72. How the weather hindered the advance. The photograph illustrates the difficulty of movement when the weather broke down. Shell-holes were converted into miniature lakes, and, but for the duck-boards leading to the front line trenches, men floundered as in a morass. Many, unfortunately, who fell were swallowed up in the mud, and had to be counted among those posted under the tragic word ‘missing’.
73. Landing of the British troops at Salonika. Many of the troops evacuated from Gallipoli were transferred to Salonika, and with this transference a new phase of the war began. It marked the entry of the British troops into the Balkan theatre of war.
74. The damage done to Cambrai Cathedral.
75. Awaiting the attack. This remarkable photograph of an actual attack by the Germans was taken near Ypres, and shows the British trenches manned by the King’s Liverpool Regiment, with bayonets fixed ready for the charge.
76. Our supremacy of the air. A Scouting Squadron of eighteen machines ready to ‘take off’ on a reconnaissance over the German lines. British machines and British pilots, no less than British pluck, wrested the initial advantage from the Germans which they undoubtedly possessed in the first two years of the war, and so completely eclipsed their aerial efforts that hardly a German plane latterly ventured across the British lines.
77. A captured German trench.

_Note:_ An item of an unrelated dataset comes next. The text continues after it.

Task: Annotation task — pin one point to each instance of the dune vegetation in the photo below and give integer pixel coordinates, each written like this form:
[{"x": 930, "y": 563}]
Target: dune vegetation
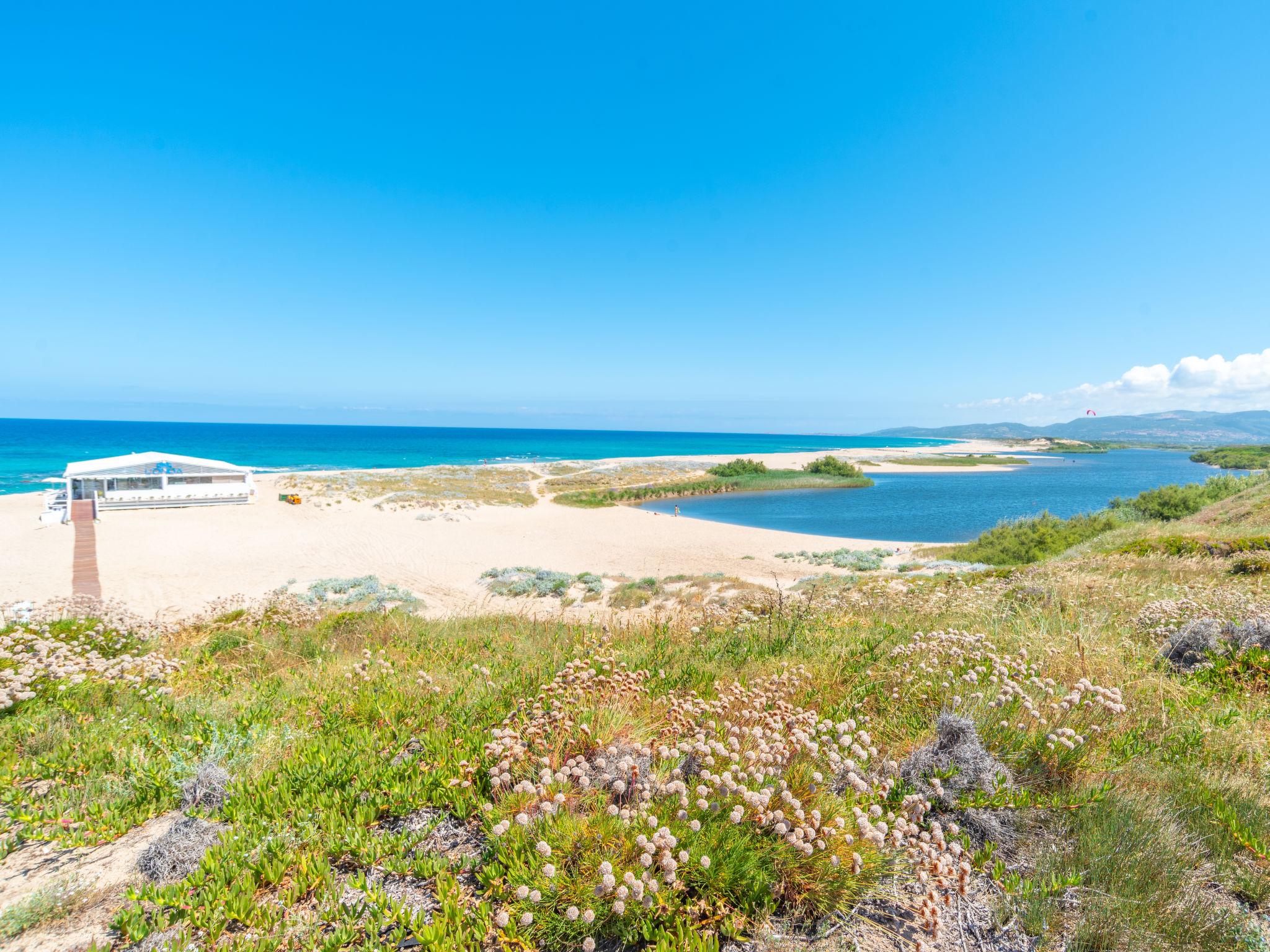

The grim horrors of war are here shown in all their naked reality. The elaborately planned German defences were battered beyond measure and rendered useless as places of safety by our artillery, many of the Germans surrendered, leaving the inevitable dead, the only occupants of their former habitation.
78. Consolidating a captured position. Not the least important part of ‘consolidating’ a captured position, after it has been held, is that of ‘cleaning up’ and making it habitable after the evacuation of the Boche.
79. The Italian army on the march. The Italians are here seen negotiating a mountain track, hauling their field artillery by man-power to the higher regions of the Carnia, on the Northern Italian front.
80. War among the eternal snows. An Italian fort on the snow-capped peaks of Mount Adamello. The stupendous difficulties that had to be overcome by the Italian army were but little understood in Britain. Infantry and artillery were firmly entrenched on mountain fastnesses formerly known only to the intrepid alpinist.